The Sometimes Funny SNATCHED is What White American Woman Privilege Looks Like in a Foreign Country



SNATCHED starts off innocent enough, for Amy Schumer standards. Emily (Schumer), a young woman with her head up her own a$$, is all hyped for her impending Ecuadorian vacation with her boyfriend (Randall Park) when he abruptly breaks up with her in the middle of a hipster cafe. Left companion-less for her getaway, she hits up Facebook looking for a replacement traveler. In vain, because she isn't really popular among her "friends," compelling her to seek refuge from her now overwhelming life on her mother Linda's (Goldie Hawn) comfy couch.

I figured I'd just get all the white woman privilege tropes out of the way in the first paragraph of this post. There, now that's done. Long story short, Emily eventually convinces her reclusive, cat-obsessed mom "of a certain age," who still coddles her grown a$$ son (Ike Barinholtz), to fly with her across the world. And for a while, Schumer's typical "white girl trash" routine works well with Hawn's conservative, cat lady act, hilariously so. Mostly because you really just want it to, but also because it's Mother's Day this weekend and there isn't anything else coming out in theaters that celebrates moms. Sadly.



So, you really feel compelled to enjoy this film. I mean, it's Hawn, the original blonde comedienne, and Schumer, the ballsy comedienne who just so happens to be blonde. Then something happens once they're removed from their privileged white existence and step foot into a country that is primarily populated by people of color whose biggest tragedy is probably not their boyfriend dumping them in a cafe. They're abducted by locals, from whom even after they manage to escape, inexplicably continue to hunt them down  throughout the rest of the movie in an increasingly silly, cartoon villain kind of way. Ugh, here we go with this again. Hollywood is always curious enough to visit a foreign country, but quick to vilify the locals, and make themselves out to be the white helpless victims. Hollywood, I see you. You're not slick.

So that's happening, and is super annoying. But, the glorious supporting characters played by Christopher Meloni, Wanda Sykes, and Joan Cusack help take your mind off the fact that you're watching an offensive, unimaginative, and cheap film that attempts to celebrate motherhood but can't get around its own reckless whiteness. There's even a scene in the film where Emily feels so obliged to assist local women laborers. To which her mom, beaming with alarmingly genuine pride, says "Look at you, helping." I can't.

(But seriously, more films with Meloni, Sykes, and Cusack, please).



The film almost redeems itself when its villain accuses Emily and Linda of coming to the country and gazing at the locals like they were at a zoo. I swear, I almost stood up and applauded in the theater. But it was such a fleeting moment, just a quick acknowledgement of their overbearing whiteness, that is almost immediately dead on arrival. Like this movie.

Yes, SNATCHED has some genuinely funny moments throughout, especially in the first 30 minutes, when Schumer is in her element as a devil-may-care, back tattooed white girl (as opposed to when she tries to add dramatic nuance).

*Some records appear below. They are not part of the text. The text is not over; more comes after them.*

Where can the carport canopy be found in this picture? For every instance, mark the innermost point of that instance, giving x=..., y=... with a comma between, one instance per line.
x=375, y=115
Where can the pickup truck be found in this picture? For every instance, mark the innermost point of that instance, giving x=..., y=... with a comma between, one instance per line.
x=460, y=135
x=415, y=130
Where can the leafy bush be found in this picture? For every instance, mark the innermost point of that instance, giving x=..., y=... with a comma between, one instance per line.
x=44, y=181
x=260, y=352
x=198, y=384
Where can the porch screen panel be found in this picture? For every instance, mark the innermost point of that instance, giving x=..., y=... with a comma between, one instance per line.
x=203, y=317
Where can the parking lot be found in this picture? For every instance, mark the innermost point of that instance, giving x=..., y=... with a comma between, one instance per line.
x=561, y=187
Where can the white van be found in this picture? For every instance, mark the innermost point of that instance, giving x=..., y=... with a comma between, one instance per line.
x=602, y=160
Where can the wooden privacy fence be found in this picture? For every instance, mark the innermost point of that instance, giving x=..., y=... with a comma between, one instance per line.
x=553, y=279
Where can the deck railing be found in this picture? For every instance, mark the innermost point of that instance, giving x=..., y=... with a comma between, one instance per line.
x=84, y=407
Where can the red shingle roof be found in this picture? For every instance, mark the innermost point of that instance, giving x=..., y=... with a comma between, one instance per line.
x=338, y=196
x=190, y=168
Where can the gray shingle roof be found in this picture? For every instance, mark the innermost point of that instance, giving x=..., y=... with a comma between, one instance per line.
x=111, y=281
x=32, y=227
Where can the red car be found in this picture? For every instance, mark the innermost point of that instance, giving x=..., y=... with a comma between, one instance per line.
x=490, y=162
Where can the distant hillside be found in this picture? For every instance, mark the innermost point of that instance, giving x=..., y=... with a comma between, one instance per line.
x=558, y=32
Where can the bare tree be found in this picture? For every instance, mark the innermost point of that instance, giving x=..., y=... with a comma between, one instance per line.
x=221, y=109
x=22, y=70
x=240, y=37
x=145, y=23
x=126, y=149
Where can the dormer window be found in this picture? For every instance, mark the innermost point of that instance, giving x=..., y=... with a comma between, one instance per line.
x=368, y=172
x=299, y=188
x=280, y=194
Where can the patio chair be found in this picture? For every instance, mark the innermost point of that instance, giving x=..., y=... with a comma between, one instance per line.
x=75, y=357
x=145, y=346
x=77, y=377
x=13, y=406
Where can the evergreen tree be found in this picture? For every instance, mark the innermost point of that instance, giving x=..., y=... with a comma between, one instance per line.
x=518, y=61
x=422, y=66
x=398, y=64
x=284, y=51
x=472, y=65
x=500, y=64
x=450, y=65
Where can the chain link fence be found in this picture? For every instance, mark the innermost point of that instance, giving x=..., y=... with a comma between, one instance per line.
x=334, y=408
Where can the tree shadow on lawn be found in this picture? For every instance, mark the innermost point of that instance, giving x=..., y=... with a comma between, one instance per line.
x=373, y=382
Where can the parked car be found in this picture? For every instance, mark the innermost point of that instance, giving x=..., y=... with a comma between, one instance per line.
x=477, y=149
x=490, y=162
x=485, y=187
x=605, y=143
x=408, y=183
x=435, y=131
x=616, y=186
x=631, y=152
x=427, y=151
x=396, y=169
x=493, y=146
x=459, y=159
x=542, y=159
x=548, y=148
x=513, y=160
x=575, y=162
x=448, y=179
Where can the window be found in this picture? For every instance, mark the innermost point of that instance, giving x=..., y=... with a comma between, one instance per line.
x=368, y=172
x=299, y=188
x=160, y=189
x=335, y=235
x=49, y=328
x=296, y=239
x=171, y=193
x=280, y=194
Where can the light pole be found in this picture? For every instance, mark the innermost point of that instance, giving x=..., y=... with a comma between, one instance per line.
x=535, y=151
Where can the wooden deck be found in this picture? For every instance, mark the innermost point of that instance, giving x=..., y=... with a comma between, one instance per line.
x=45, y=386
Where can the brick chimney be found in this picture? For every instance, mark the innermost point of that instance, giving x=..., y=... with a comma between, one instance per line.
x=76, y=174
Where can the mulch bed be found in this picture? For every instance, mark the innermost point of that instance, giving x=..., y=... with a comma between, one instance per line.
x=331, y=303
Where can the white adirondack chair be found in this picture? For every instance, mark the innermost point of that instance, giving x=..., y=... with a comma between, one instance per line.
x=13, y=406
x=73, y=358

And there are a few touching mother-daughter moments. But the problems in this movie should not be ignored.

Rating: C (*** out of *****)

1 comments:

Agnieszka B. said...

So nowadays it's also impossible to read the reviews of the movies without the cliche "white women/men privilege". Today I've seen the trailer of the movie with 4 black female protagonists who did exactly the same things what do "white privilege women".